Originally Posted by
Prove It Actually, I don't think it's that simple...
Remember that $\displaystyle x = r\cos{\theta}$.
Would that not therefore mean that
$\displaystyle \cos{(m\theta)}$ and $\displaystyle \cos{(n\theta)}$ are functions of $\displaystyle x$, not constants?
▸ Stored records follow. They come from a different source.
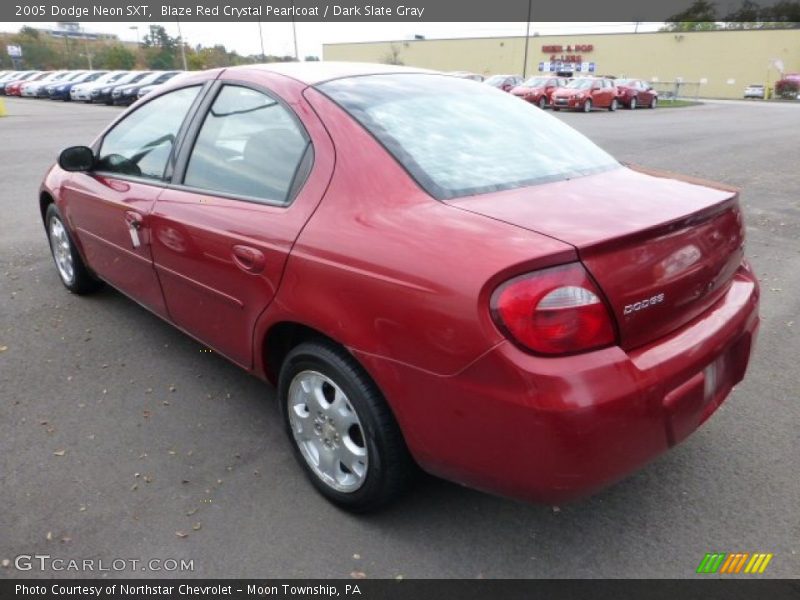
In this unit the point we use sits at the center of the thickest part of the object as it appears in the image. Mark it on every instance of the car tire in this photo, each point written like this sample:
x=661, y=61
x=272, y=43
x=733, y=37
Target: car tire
x=71, y=269
x=341, y=429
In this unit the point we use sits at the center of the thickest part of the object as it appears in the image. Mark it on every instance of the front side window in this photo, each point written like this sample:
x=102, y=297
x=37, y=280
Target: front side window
x=140, y=144
x=456, y=140
x=249, y=145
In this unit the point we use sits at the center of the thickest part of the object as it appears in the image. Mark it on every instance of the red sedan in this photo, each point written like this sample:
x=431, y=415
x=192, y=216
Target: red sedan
x=317, y=224
x=539, y=90
x=585, y=94
x=634, y=93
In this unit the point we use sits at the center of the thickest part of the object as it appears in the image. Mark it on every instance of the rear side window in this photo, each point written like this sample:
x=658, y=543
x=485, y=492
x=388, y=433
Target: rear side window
x=456, y=140
x=140, y=144
x=249, y=145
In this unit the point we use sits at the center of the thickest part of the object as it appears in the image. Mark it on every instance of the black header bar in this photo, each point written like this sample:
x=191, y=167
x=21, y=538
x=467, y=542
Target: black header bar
x=399, y=10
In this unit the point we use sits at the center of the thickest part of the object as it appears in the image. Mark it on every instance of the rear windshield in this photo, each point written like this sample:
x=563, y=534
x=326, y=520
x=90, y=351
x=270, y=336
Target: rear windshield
x=458, y=139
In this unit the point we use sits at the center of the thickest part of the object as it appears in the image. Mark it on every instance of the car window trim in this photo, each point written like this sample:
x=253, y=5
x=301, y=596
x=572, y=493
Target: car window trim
x=168, y=167
x=193, y=132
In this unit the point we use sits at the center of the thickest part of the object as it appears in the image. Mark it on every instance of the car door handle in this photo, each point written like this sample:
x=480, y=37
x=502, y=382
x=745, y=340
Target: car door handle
x=134, y=221
x=248, y=259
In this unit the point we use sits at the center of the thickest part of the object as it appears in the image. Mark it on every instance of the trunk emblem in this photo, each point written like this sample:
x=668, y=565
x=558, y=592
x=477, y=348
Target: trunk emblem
x=642, y=304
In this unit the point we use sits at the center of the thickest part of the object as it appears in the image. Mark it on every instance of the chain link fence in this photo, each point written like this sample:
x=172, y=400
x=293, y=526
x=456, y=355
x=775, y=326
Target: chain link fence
x=669, y=91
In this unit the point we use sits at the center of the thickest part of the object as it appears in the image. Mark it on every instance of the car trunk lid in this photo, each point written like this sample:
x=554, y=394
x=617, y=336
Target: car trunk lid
x=662, y=250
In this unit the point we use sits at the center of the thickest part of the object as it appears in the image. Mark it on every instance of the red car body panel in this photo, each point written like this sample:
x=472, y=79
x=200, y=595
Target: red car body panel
x=367, y=258
x=575, y=98
x=643, y=96
x=535, y=94
x=202, y=240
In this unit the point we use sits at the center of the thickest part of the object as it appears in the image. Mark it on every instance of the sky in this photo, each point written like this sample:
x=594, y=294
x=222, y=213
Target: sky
x=244, y=37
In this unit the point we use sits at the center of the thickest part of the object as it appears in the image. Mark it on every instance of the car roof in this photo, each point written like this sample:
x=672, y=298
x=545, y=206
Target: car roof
x=314, y=72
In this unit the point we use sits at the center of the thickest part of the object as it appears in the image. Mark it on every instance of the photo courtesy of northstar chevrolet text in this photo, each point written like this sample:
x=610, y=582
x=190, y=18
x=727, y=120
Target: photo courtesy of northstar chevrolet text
x=313, y=291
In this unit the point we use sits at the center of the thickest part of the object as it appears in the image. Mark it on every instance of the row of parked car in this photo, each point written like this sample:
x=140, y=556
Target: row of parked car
x=578, y=93
x=107, y=87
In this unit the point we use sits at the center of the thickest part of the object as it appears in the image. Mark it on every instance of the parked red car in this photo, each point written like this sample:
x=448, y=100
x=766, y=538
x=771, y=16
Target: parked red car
x=14, y=88
x=504, y=82
x=634, y=93
x=539, y=90
x=317, y=224
x=585, y=94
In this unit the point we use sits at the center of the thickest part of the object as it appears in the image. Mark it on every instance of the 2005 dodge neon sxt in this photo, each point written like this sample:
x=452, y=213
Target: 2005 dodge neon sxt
x=431, y=272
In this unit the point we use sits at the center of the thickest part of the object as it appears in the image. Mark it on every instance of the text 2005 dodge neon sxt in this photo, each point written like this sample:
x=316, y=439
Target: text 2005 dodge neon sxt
x=431, y=271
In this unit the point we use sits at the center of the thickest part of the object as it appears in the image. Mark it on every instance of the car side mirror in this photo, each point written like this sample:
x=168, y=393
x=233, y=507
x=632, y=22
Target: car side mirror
x=76, y=158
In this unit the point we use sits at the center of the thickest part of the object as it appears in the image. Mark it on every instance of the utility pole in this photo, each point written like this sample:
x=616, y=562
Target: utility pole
x=527, y=41
x=86, y=48
x=183, y=49
x=294, y=34
x=261, y=37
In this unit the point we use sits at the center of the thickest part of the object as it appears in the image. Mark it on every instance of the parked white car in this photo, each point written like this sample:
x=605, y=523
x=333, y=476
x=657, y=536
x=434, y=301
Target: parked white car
x=755, y=90
x=83, y=92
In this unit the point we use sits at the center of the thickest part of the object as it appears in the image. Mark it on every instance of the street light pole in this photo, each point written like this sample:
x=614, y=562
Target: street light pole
x=261, y=37
x=86, y=49
x=183, y=49
x=527, y=41
x=294, y=34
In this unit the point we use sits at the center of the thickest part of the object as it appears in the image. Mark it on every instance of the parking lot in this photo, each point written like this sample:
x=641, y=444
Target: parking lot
x=121, y=439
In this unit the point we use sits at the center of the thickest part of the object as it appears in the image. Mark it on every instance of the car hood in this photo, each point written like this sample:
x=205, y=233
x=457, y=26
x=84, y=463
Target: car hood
x=523, y=90
x=567, y=92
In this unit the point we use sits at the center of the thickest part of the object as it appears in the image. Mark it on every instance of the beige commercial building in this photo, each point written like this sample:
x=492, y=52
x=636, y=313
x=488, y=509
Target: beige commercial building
x=721, y=62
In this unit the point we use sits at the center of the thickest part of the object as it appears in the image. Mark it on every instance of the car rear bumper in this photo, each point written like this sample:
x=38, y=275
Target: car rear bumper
x=555, y=429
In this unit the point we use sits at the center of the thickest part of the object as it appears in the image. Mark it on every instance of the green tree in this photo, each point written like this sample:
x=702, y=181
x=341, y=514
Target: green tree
x=115, y=58
x=36, y=52
x=700, y=16
x=160, y=49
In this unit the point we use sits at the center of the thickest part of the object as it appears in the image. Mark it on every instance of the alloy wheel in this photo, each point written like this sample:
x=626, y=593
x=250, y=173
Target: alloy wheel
x=62, y=253
x=327, y=431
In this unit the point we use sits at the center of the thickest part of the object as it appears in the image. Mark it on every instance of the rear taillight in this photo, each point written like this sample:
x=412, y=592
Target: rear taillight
x=553, y=311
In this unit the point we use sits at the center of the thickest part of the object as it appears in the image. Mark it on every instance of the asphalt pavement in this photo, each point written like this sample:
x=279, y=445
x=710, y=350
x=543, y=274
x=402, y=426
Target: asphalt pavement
x=121, y=439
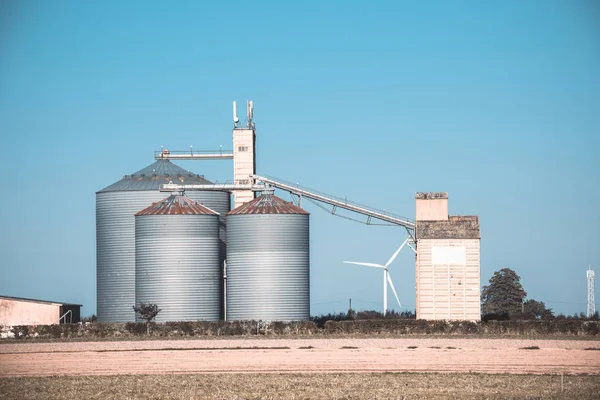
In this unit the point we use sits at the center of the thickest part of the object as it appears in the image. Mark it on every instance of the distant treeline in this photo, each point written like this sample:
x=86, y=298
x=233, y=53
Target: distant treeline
x=369, y=323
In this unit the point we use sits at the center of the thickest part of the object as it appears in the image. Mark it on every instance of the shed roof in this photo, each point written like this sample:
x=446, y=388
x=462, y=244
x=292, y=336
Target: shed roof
x=154, y=175
x=177, y=205
x=38, y=301
x=268, y=204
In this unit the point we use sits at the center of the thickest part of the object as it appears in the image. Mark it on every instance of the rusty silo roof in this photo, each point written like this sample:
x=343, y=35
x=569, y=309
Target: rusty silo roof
x=177, y=205
x=267, y=204
x=154, y=175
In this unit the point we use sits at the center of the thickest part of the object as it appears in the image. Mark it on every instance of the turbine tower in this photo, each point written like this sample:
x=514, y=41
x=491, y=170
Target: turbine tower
x=591, y=304
x=387, y=279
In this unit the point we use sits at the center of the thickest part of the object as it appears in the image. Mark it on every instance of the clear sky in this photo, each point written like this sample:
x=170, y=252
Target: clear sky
x=497, y=103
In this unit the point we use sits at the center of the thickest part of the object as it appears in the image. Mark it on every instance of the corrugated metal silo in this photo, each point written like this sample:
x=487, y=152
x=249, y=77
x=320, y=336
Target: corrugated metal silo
x=177, y=260
x=115, y=231
x=268, y=266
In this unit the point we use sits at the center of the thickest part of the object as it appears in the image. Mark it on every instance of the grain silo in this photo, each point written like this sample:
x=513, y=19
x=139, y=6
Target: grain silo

Only if the OP had said so and he didn't. The use of theta doesn't automatically mean we're using polar coordinates and, deducing from the question, there's no a priori relation between theta and x. In fact, it'd be rather odd to have a problem with x and theta: if we already changed coordinates, what's x doing there? Why wasn't it changed into r cos(theta)? And why does the OP explicitly asks for the integral wrt x if he already changed to polar coordinates?
Anyway, that's something for the OP to clear out and not for us, imo. I assumed that theta and x are independient and under this understanding my answer is, I think, correct. If the OP meant something else he should write it down clearly.
Tonio
In fact:
$\displaystyle x = r\cos{\theta} \implies \cos{\theta} = \frac{x}{r}$
and
$\displaystyle y = r\sin{\theta} \implies \sin{\theta} = \frac{y}{r}$.
$\displaystyle \cos{(n\theta)} = \sum_{k = 0}^n{{{n}\choose{k}}\cos^k{\theta}\sin^{n - k}{\theta}\sin{\left[\frac{1}{2}(n - k)\pi\right]}}$
$\displaystyle = \sum_{k = 0}^n{{{n}\choose{k}}\left[\frac{x}{r}\right]^k\left[\frac{y}{r}\right]^{n - k}\sin{\left[\frac{1}{2}(n - k)\pi\right]}}$.
$\displaystyle \cos{(m\theta)} = \sum_{k = 0}^m{{{m}\choose{k}}\cos^k{\theta}\sin^{m - k}{\theta}\sin{\left[\frac{1}{2}(m - k)\pi\right]}}$
$\displaystyle = \sum_{k = 0}^m{{{m}\choose{k}}\left[\frac{x}{r}\right]^k\left[\frac{y}{r}\right]^{m - k}\sin{\left[\frac{1}{2}(m - k)\pi\right]}}$.
These are definitely not constants...